From there, “Game Over, Man!” becomes to “Workaholics” what “Keanu” was to “Key & Peele” — a sporadically funny riff on a formula that worked much better in small doses. You know it’s a Netflix joint, because it almost feels designed to be half-watched in the background; an overly loud piece of muzak. The movie is at its best when it leans into parody, taking the most familiar tropes from steroidal action classics and giving them a modern twist. Newacheck devises a number of fun ways for his three idiot heroes to dispatch of the villains, the good and gooey death scenes so obviously fake and over-the-top that they border on “Final Destination” territory.

The best gags are often folded right into the violence, and gayness is unsurprisingly often the butt of the joke. Sometimes that works out pretty well (e.g. the great scene where two henchmen openly share their tender feelings for each other). Other times, not so much. Every same-sex gag hinges on an undercurrent of total acceptance, but Holm’s script bends so far over backwards to satirize the notion of gay panic that it eventually starts making the same kind of jokes it’s trying to mock.
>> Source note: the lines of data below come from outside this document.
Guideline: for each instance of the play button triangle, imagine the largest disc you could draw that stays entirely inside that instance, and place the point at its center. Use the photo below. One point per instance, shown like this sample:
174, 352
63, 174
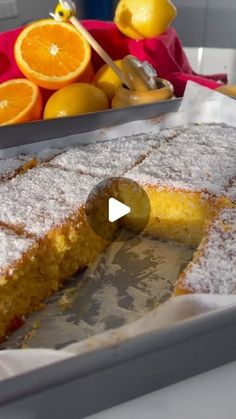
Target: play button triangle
116, 210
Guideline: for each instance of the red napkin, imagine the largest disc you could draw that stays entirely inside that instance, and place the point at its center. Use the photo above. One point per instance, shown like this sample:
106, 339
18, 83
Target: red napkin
165, 53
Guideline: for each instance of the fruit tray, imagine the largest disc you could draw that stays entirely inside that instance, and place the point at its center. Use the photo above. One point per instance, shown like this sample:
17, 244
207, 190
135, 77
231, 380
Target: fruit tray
91, 382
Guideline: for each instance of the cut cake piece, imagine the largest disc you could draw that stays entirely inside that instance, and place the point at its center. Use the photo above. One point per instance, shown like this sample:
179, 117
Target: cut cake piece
20, 279
108, 158
186, 180
213, 269
49, 205
12, 166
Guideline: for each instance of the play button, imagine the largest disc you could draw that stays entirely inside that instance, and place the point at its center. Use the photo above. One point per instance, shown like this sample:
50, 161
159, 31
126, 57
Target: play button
116, 210
116, 203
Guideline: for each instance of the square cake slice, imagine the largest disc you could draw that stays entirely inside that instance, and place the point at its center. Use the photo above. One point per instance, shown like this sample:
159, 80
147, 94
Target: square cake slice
186, 180
107, 158
12, 166
19, 279
49, 205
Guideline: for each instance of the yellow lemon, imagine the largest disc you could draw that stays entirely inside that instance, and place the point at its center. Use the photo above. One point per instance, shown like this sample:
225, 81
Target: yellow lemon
75, 99
140, 19
107, 80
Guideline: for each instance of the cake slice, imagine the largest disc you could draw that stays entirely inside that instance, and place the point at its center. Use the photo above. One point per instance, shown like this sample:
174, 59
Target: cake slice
21, 285
186, 180
107, 158
12, 166
213, 269
49, 205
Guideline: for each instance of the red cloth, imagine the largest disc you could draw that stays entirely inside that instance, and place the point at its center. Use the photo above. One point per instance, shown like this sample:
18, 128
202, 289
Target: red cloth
165, 53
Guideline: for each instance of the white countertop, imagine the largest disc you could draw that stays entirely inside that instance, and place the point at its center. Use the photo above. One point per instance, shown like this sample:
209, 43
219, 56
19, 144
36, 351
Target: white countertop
211, 395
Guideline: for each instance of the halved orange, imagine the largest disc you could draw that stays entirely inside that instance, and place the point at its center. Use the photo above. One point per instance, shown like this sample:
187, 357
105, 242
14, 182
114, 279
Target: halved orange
20, 101
52, 54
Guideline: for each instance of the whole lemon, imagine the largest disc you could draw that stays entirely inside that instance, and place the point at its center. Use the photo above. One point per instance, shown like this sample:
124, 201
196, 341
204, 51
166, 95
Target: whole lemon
140, 19
75, 99
107, 80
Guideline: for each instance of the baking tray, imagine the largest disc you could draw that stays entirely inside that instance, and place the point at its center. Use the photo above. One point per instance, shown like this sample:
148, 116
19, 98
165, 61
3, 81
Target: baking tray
89, 383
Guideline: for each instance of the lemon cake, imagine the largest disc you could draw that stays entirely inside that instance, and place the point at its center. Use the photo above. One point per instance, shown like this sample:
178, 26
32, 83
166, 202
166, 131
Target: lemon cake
190, 178
47, 205
187, 179
19, 279
12, 166
213, 269
111, 158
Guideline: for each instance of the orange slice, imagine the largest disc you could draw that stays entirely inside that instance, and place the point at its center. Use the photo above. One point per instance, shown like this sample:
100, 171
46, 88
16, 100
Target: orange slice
52, 54
20, 101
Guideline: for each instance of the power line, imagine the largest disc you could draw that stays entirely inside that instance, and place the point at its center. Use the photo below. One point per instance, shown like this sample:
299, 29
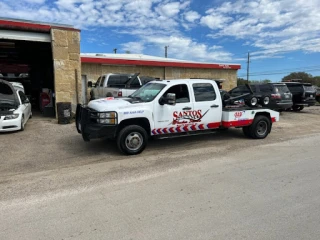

That’s par for the course in a comedy that’s always working just a little bit too hard for each laugh. It’s what the “Workaholics” do, filling every spare moment with two mediocre jokes instead of landing a single good one. Adam DeVine is like a one-man “Emoji Movie,” frantically displaying a thousand different faces like he’s running out of time. His shtick is what it is, and what it probably always will be (Jim Carrey’s slapstick + Vince Vaughn’s logorrhea ÷ Zack Galifianakis’ natural subversiveness), but he deserves all the credit in the world for swinging for the fences at this at-bat. One gag involving auto-erotic asphyxiation requires a Sacha Baron Cohen-level of doing it for the bit.

“Game Over, Man!” is nearly redeemed by a handful of scenes like that, moments — like the one involving a small dog in a fish tank — that would never have survived the studio process. Of course (as we saw with “Bright”), the downside to generating original content for Netflix is that there isn’t any oversight whatsoever; no one to point out how many of the jokes aren’t working, or tell the filmmakers that “Die Hard” is actually pretty funny in the first place. Of course, “Die Hard” isn’t on Netflix. “Aliens” isn’t either. Our loss is their gain.

Grade: C

“Game Over, Man!” begins streaming on Netflix on March 23.